Eu estou morto... Morri em um duelo de espadas, através da ponta envenenada de uma espada. Era para ser um duelo esportivo, uma disputa como tantas outras, mas graças ao plano arquitetado pelo meu querido tio Cláudio, o bondoso Laertes que desde sempre fora o meu fraterno amigo, feriu-me propositalmente no braço. Ele também morreu. Meu tio morreu. Minha mãe, a rainha... morreu tomando em uma taça o líquido misturado ao mesmo veneno que vitimou a todos nós. Polônio, aquele rato bajulador, está morto... Rosencrantz e Guildenstern igualmente despachados para o país desconhecido de onde até hoje ninguém voltou. Ofélia também está morta, afogada em sua própria ingenuidade pueril. Pobre Ofélia. Enfim... Todos morreram nesta história... Um elenco de defuntos, é o que somos. Mas nada de lamentações, por favor, todos aqui morrem e ressuscitam depois para recontar a mesma fábula. Somos almas penadas: estamos sempre entre lá e cá. Por que a surpresa? Assim são os atores. Morremos a cada final de espetáculo – a cortina desce direto do urdimento para nos ceifar a cabeça bem aqui ó...,Um merecido fim para todos aqueles que se devotam a zombar das contradições do enredo do mundo. Um ofício perigoso esse, senhoras e senhores... só malucos o aceitam.
Todos da corte de Elsinore me tomavam como um sujeito perturbado. Pudera! Como manter-se são num palácio em que sua própria mãe, semanas depois da morte do seu próprio pai, resolve se casar com o seu próprio tio...? É como se os salgadinhos oferecidos no velório fossem aproveitados para o buffet das bodas! Aceita uma coxinha, minha senhora? Está fresquinha, foi servida de antepasto no enterro de vosso marido... Uma festança em cima do caixão de um homem honrado. Que espécie de gente é essa? Que espécie de sujeito é esse meu tio que rouba de uma só vez a mulher do falecido rei e a coroa que ele ostentava há pouco tempo, ele, o seu irmão? E agora a alma penada de meu pai aparece no frio da madrugada, quando estão todos dormindo, para revelar a mim que a morte do rei fora um assassinato cometido por ele, pelo meu tio Cláudio. Como não surtar?

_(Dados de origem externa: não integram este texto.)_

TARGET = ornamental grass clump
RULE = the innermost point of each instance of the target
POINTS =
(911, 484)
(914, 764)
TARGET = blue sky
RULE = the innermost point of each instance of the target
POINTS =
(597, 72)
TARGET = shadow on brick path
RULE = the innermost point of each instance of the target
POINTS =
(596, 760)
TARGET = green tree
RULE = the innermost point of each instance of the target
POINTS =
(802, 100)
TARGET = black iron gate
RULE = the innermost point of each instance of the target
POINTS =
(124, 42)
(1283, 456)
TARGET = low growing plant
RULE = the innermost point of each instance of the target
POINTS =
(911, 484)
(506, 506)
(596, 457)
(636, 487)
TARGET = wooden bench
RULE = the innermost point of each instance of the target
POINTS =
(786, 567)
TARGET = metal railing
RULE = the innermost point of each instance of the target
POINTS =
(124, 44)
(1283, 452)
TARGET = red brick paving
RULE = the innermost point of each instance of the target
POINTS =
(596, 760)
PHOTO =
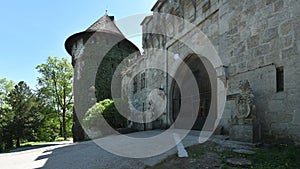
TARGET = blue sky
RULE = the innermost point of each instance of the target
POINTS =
(32, 30)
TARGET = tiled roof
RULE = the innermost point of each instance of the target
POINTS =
(105, 24)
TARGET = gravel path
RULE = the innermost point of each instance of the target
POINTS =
(66, 155)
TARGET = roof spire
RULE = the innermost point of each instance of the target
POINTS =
(106, 10)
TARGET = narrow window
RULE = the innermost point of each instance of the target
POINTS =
(143, 80)
(279, 79)
(135, 84)
(206, 6)
(143, 107)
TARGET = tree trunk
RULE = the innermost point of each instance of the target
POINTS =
(18, 142)
(64, 124)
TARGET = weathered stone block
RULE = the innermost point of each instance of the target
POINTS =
(262, 50)
(278, 5)
(270, 34)
(253, 41)
(287, 41)
(289, 53)
(285, 28)
(241, 133)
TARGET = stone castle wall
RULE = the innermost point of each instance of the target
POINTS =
(253, 40)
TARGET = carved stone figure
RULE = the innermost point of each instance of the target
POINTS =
(245, 108)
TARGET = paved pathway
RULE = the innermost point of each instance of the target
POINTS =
(86, 155)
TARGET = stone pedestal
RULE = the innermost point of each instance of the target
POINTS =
(241, 133)
(244, 123)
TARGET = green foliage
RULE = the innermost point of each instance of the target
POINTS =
(94, 117)
(55, 87)
(22, 121)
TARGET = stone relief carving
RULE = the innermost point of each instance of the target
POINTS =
(245, 107)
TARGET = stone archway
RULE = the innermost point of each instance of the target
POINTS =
(205, 86)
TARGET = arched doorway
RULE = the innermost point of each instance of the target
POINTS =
(201, 100)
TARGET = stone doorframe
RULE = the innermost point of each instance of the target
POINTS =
(213, 108)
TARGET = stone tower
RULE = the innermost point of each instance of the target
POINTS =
(96, 53)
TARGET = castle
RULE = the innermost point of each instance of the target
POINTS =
(219, 65)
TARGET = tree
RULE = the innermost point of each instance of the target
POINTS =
(25, 114)
(56, 83)
(5, 87)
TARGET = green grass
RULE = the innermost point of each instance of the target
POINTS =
(277, 157)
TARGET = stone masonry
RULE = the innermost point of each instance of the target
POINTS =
(257, 40)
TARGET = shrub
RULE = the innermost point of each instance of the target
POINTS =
(94, 117)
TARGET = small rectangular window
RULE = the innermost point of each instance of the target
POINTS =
(279, 79)
(206, 6)
(135, 84)
(143, 107)
(143, 80)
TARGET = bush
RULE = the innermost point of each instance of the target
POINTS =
(94, 117)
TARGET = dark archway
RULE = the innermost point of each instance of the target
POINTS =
(201, 75)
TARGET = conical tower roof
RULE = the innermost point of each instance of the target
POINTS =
(105, 24)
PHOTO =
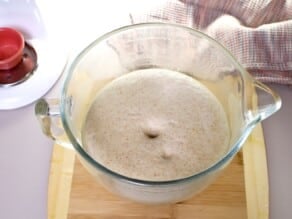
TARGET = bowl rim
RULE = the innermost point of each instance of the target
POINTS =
(81, 152)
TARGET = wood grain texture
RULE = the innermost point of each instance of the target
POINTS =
(224, 199)
(256, 175)
(60, 181)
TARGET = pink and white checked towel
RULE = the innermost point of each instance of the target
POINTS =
(257, 32)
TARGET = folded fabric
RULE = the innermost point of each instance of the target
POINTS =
(257, 32)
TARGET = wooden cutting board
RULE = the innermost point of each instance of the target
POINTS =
(240, 192)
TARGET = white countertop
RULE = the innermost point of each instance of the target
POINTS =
(25, 152)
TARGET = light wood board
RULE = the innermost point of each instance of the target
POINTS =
(240, 192)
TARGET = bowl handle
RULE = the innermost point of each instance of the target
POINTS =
(268, 101)
(48, 114)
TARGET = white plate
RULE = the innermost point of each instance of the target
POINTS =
(51, 59)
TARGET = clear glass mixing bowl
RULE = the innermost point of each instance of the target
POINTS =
(156, 45)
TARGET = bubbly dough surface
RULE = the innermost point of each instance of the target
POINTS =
(156, 124)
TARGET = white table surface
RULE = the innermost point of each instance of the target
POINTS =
(25, 152)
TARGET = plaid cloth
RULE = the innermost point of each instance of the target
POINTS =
(257, 32)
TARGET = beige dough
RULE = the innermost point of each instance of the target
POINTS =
(156, 124)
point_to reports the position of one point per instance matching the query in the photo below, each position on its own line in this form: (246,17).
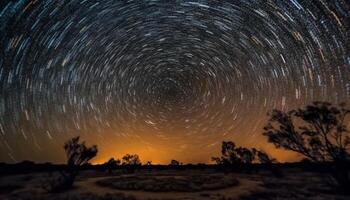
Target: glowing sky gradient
(163,79)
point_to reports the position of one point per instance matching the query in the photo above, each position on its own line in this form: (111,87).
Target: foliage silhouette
(111,164)
(77,155)
(318,132)
(131,160)
(175,163)
(232,155)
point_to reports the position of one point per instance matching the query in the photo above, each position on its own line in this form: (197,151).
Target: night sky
(163,79)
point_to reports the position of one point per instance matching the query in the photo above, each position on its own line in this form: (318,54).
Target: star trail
(164,79)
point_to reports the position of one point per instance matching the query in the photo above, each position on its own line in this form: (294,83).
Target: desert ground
(174,184)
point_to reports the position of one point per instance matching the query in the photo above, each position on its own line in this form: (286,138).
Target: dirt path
(245,187)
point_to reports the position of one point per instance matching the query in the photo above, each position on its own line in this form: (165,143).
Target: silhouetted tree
(77,155)
(148,163)
(317,132)
(129,159)
(174,163)
(230,155)
(264,158)
(111,164)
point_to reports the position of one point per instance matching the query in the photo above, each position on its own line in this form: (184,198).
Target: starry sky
(163,79)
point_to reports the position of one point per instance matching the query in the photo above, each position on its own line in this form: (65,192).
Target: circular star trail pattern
(183,73)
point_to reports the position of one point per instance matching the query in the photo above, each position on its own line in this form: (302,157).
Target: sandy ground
(293,185)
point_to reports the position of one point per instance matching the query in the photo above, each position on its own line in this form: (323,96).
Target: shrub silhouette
(77,155)
(318,132)
(111,164)
(232,155)
(175,163)
(148,163)
(131,160)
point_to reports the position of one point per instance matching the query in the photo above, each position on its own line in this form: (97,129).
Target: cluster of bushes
(318,132)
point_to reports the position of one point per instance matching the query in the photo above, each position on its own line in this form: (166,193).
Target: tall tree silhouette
(77,155)
(317,132)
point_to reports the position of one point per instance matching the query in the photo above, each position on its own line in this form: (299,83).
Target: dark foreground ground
(290,183)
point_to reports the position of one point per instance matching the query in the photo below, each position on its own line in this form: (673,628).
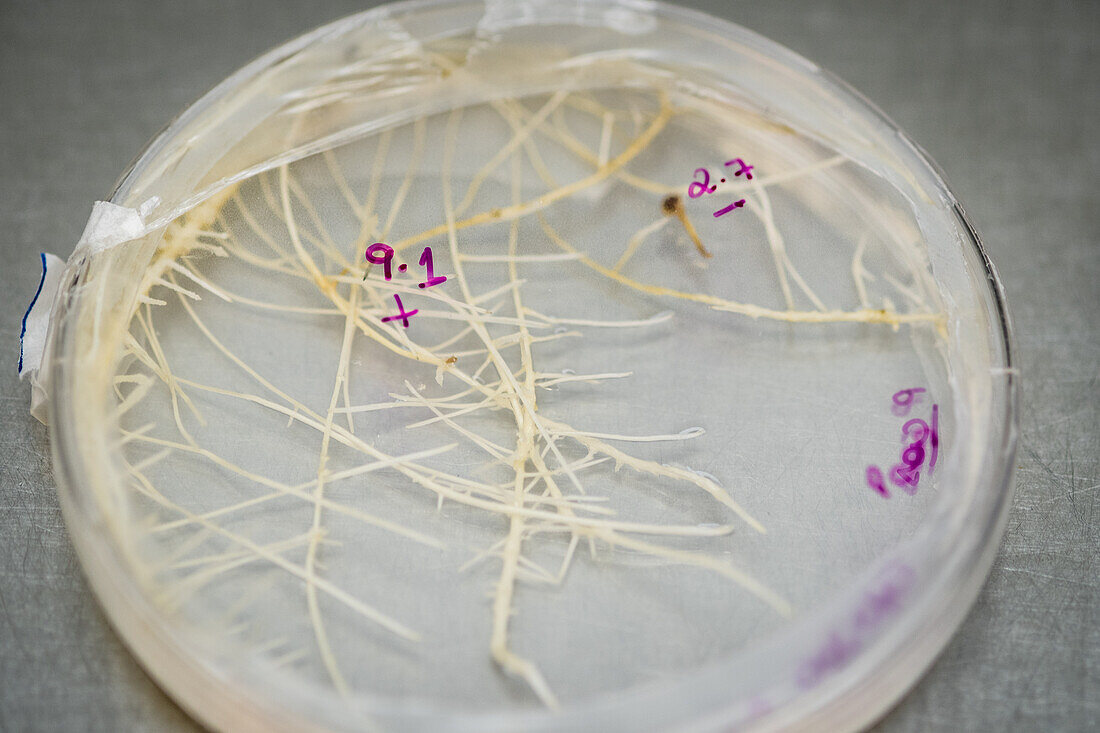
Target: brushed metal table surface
(1002,95)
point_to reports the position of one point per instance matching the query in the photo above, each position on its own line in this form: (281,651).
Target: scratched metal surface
(1002,95)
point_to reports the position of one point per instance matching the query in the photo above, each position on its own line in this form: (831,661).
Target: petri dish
(501,367)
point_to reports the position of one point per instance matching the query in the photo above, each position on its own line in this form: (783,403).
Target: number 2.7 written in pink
(696,188)
(383,254)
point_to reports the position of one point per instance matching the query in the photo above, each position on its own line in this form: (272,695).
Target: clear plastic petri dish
(501,367)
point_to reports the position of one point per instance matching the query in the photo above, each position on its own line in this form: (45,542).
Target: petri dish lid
(531,367)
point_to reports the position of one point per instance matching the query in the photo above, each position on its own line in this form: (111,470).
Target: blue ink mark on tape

Hamlet é um ator, e também personagem. Nem somente uma coisa, e tampouco outra, mas as duas faces contrárias e complementares ao mesmo tempo. Essa indeterminação de identidades é o que o torna misterioso, e igualmente perigoso, já que é basicamente impossível prever suas reações em um governo que exige de todos a representação de papéis muito bem delimitados. Hamlet não se encaixa em uma cena de psicologias fixas, ele é essencialmente mascarado, anti-psicologizado por uma ideia pura de EU. Por essa razão, Hamlet é libertário e transgressor, uma força que não cansa de emanar a crise e a revolta frente à estagnação de um mundo resignado pelos tratos firmados. Sua resistência em ser uma coisa só é a ambição e o princípio próprios do teatro, onde a regra é subir ao palco para dar conta de transitar em um espaço instável de uma outra vida, uma vida inventada e múltipla que se não é exatamente real, é mais reveladora, porque acessa os mecanismos da consciência através da imaginação.